Drake then returned to her room, where she received a call from a man asking her to return to Trump's room. Drake said no, and then got a call from Trump himself, asking her to dine with him in his suite and to accompany him to a party. She turned down both invitations. 

"Donald then asked me, 'What do you want? How much?'" Drake recalled. "I told him that I couldn't.

"After that, I received another call, either from Donald or another male calling on his behalf, offering me $10,000," she continued. When Drake again demurred, saying she had to be back in Los Angeles for work the next day, the person on the phone offered her the use of Trump's private jet in exchange for her cooperation. 

"I am choosing to share my personal exchange in light of the recently released tapes, in order to lend my voice, my strength and my support to the other women who are coming forward," Drake said. "Collectively, his words and his actions are testament to his character: that of uncontrollable misogyny, entitlement and being a sexual assault apologist."
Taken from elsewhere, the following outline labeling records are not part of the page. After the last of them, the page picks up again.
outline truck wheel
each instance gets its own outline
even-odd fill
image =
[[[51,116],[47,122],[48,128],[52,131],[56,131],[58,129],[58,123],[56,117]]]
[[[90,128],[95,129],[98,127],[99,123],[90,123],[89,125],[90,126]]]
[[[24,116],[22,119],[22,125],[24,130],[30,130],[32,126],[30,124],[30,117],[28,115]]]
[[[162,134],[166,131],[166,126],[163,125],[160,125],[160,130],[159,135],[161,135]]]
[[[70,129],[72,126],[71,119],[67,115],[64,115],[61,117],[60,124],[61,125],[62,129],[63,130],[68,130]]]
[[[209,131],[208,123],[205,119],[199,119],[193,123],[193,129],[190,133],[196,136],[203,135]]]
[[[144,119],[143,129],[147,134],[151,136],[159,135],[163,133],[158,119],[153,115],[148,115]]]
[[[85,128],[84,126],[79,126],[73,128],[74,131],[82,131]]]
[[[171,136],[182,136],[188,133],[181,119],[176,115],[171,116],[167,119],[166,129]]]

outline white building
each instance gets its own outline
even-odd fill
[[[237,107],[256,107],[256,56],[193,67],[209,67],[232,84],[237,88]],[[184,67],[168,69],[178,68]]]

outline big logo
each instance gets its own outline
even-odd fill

At a Pennsylvania rally on Saturday, Trump threatened to sue all the women who've accused him of sexual misconduct. Also on Saturday, his campaign released a statement calling Drake's accusation "totally false and ridiculous," alleging that she is working for Hillary Clinton's campaign. Trump supporters seized on this agent-of-the-enemy narrative, doubling down on Hume's logic.  

"No one believes someone who fucks for money and swallows load after load," one Twitter user, a viewer of Drake's work, tweeted, calling Drake a "lying whore" in a separate tweet.

Another user tweeted that most victims report to the police, not the media. (Most sexual assault victims don't report at all, in part because they fear being blamed and shamed for what happened to them.)

Others shamed her for "selling her body."

Drake does make her living from porn. She is contracted with Wicked Pictures, a company for which she acts, writes and directs. So, yes, Drake has sex, on-camera, for money — with other paid actors. Trump is not one. Trump's offer of payment for her company is Trump soliciting prostitution from a woman who is not a prostitute. 

It's troubling because, as some on Twitter pointed out, the reaction of Trump supporters suggests that a number of people believe "making porn and being sexually assaulted are the same thing." They're not — or at least, they shouldn't be. Ideally, adult film actors consent to the sex they have onscreen, but as evidenced by the spate of sexual assault and rape allegations made against porn star James Deen in 2015, that's not always the case. 

And then, there's the separate point that Trump's supporters seem to have missed, which is that their candidate may well have solicited sex while married to his current wife, Melania — at the very least, that should present a problem for his supporters on the religious right. But whatever way you slice it, Drake's story is further evidence against Trump's beloved assertion that "nobody has more respect for women" than he does.